Former police officer Mr. Hendron has claimed that he was forced out of his job after being arrested in 2007 for being drunk and disorderly.

He denies being drunk or disorderly and claims that the arrest, which was by two 'specials', had been motivated by something other than a desire to protect the public interest. He suggested that they might have instead been both homophobic and ageist.

Mr. Hendron also claimed that the two specials were actually drunk when they arrested him. They had grabbed him after he tripped while leaving a pub in Kensington following some Christmas drinks in 2007. They had shouted at him: "You're nicked, guv, for drunk and disorderly." At the time he was an inspector with responsibility for Special Constables in Kensington and Chelsea. Following the arrest he claims to have been victimised by the force and moved around from job to job before finally having to resign.

Having been arrested and taken to the police station he claims that he was never given a chance to put across his side of the events that night. Shortly after his arrest he was moved to what he described as a "non-job". He was later moved a second time to a role in Tower Hamlets where he was bullied and harassed. He explained that no one knew that the specials that had arrested him were drunk; they simply knew he had been arrested. The bullying, which included comments from the senior management team became so intense that he was forced to leave in 2009.

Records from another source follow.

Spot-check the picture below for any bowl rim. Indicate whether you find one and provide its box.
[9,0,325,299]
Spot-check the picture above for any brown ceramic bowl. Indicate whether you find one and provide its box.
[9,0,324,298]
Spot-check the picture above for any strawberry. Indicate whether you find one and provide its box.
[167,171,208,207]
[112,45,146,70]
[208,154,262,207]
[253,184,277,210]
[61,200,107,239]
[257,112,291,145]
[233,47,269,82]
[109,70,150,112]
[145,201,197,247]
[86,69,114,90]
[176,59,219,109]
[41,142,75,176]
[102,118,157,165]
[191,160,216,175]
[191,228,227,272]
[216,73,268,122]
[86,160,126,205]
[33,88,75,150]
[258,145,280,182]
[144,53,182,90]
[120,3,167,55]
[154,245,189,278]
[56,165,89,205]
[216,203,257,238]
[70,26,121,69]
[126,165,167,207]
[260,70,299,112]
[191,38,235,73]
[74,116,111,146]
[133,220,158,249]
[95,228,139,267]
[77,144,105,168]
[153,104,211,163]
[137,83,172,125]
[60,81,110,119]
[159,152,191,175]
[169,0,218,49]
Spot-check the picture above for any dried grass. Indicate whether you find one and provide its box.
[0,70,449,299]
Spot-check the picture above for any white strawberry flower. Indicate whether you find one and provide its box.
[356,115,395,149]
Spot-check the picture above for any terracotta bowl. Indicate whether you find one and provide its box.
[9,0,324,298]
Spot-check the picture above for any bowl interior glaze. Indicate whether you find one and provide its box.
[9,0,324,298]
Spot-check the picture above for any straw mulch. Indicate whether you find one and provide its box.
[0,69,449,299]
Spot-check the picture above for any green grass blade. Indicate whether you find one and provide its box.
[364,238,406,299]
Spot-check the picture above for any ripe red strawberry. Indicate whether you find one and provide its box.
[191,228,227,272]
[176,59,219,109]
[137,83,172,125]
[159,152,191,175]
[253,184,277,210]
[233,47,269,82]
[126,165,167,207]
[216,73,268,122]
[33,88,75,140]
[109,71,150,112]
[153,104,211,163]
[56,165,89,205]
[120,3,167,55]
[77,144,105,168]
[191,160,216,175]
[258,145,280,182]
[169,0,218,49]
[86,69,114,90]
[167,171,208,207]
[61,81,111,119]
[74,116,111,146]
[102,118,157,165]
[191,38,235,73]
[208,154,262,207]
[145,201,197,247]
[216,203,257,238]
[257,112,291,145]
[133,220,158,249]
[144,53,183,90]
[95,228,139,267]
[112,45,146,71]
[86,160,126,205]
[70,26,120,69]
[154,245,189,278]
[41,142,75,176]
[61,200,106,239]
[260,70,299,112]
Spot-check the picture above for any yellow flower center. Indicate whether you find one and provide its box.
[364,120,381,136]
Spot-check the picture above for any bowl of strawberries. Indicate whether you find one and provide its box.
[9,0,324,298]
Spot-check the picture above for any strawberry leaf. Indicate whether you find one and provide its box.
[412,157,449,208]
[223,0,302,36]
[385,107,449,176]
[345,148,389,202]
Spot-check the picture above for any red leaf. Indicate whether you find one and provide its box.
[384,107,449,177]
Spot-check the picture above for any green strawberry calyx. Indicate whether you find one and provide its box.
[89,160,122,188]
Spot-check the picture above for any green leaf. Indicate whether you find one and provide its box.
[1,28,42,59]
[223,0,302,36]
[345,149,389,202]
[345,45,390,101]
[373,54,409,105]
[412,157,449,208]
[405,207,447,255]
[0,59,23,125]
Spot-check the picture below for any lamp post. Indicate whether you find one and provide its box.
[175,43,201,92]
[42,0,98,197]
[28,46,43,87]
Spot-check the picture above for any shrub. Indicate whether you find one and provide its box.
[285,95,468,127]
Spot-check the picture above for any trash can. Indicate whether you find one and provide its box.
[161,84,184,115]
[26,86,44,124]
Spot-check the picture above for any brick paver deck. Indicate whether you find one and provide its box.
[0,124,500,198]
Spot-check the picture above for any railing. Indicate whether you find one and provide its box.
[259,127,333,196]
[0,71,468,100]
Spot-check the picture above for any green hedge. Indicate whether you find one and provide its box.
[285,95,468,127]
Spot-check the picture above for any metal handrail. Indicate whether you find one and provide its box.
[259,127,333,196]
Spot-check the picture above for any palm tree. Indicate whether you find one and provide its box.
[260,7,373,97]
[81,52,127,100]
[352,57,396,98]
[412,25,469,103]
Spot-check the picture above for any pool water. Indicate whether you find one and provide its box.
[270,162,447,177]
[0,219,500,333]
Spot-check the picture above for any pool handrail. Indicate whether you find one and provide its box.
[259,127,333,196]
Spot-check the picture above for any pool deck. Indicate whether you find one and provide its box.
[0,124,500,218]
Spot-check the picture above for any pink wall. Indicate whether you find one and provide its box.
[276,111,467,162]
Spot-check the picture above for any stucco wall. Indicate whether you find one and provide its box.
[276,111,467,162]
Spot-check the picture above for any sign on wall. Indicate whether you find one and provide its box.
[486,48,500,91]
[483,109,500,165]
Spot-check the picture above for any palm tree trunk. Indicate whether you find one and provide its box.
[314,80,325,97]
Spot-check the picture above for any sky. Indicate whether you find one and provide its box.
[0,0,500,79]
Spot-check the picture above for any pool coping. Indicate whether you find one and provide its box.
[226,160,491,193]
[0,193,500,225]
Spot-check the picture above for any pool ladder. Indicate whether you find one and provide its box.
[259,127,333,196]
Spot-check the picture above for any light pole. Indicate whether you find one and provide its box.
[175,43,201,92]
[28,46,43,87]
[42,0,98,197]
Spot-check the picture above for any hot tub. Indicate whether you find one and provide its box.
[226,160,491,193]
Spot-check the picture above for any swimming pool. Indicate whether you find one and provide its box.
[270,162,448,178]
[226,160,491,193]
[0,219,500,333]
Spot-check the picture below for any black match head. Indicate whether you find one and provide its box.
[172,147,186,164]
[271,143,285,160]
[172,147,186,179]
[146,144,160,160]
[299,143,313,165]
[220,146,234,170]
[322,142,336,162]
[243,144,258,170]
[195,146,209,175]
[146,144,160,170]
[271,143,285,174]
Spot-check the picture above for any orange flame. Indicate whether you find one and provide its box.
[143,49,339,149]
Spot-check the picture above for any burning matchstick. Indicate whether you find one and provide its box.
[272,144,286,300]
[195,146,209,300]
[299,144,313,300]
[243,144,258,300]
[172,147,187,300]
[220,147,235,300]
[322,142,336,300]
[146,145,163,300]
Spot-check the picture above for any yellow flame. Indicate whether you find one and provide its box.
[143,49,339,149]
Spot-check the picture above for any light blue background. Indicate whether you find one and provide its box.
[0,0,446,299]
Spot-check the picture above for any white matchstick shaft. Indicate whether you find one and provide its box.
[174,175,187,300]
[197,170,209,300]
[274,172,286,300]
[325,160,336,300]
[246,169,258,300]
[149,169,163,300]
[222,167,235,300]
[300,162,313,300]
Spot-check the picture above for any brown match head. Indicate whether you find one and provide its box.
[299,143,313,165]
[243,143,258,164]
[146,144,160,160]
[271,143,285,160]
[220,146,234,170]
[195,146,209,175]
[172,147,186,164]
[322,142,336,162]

In his court filings Mr. Hendron claims that the arrest was unlawful. Since retraining as a Barrister he explained that "The claimant was arrested for drunk and disorderly when in fact there was no disorder," and that the specials "acted unlawfully and maliciously in exercising their power, which was motivated by personal reasons against the claimant." Mr. Hendron feels let down and is claiming compensation as a result of what he feels was targeted bullying as well as there having been no actions taken against the two specials.

Commenting on the two specials who had arrested him he noted that "If you are a regular police officer you spend eight to 10 hours a day at work the last thing you want to do after work is arrest someone. These specials, because they don't do much in terms of policing, get carried away and misuse their powers."